I turned to my tried-and-true Ben & Jerry’s Ice Cream Book to find a creamy pumpkin ice cream recipe. I did a little of my own embellishing by adding cloves, nutmeg and extra cinnamon to the recipe.
Since last Christmas (when I bought our ice cream maker for my then fiance, now hubby), we have probably used it at least 50 times.
Yes. We like ice cream a lot.
You could say we have a mild addiction to it.

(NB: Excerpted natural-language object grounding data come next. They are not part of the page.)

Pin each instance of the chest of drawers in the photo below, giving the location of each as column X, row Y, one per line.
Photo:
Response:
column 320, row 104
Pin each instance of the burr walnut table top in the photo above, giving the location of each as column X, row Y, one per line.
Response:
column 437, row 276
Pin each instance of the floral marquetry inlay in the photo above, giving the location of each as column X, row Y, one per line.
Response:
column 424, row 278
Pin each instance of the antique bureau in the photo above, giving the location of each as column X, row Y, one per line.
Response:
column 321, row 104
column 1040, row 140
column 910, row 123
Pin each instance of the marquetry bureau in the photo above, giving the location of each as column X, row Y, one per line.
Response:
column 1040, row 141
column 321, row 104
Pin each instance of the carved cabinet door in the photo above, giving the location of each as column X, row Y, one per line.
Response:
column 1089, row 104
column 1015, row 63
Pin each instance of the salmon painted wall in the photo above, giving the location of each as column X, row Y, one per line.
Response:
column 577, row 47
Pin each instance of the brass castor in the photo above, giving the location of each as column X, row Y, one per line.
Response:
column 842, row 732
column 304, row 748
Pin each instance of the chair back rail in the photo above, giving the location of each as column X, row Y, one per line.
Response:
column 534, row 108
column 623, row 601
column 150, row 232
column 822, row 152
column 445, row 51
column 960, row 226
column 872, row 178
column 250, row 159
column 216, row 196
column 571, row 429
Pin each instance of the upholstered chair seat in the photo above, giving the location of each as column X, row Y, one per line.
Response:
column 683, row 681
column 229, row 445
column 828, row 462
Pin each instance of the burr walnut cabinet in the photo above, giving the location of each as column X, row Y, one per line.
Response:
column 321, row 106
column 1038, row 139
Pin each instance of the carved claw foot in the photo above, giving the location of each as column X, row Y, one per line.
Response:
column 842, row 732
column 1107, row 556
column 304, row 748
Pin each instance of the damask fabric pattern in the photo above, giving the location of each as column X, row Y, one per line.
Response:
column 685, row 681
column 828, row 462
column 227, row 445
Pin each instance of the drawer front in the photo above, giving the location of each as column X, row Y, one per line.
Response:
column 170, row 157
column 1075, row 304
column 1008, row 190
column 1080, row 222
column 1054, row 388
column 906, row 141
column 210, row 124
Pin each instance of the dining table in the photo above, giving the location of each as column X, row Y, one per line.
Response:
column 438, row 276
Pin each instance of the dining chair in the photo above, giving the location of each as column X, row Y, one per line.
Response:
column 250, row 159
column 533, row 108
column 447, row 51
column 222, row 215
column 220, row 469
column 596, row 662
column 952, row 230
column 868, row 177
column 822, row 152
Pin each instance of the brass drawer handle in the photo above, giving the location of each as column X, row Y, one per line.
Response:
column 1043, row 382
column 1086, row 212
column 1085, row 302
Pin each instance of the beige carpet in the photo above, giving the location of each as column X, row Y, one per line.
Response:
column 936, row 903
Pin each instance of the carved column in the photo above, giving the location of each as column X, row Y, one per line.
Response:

Over these last 50 times I’ve wanted to perfect the consistency of the ice cream. To me that is the most important part, it MUST be creamy, rich and not ice-y whatsoever. I’ve come to the conclusion that you MUST use heavy cream and whole milk. Heavy cream and whipping cream create almost the same result, but its the milk that really changes the recipe.
Trust me, just don’t use that skim, lowfat, 2% nonsense. If it tastes like water when you drink it, it’ll make your ice cream taste the same way and will give it that yucky ice-y texture. Besides, if you are wanting to watch those extra calories, you probably shouldn’t be eating ice cream in the first place! haha.
Creamy Pumpkin Ice Cream
(makes 1 large pint)
2 large eggs
3/4 cup sugar
2 cups heavy or whipping cream
1 cup whole milk
1 cup unsweetened canned pumpkin
1 teaspoon ground nutmeg
1 1/2 teaspoons ground cinnamon
1/4 teaspoon ground cloves
1. Using a stand mixer or a hand held wire whisk, whisk the eggs until light and fluffy, for 1-2 minutes.
2. Whisk in the sugar, a little at a time, then continue whisking until completely blended.
3. Pour in the cream and milk and whisk to blend.
4. Add pumpkin, nutmeg, cinnamon and cloves to the mixture all at once.
5. Mix for another 2-3 minutes, until all ingredients are incorporated into the cream mixture.
6. Transfer the mixture to your ice cream maker and freeze following the manufacturer’s instructions- I mixed mine for 23 minutes, then transferred to a tupperware and froze for another 2 hours before devouring.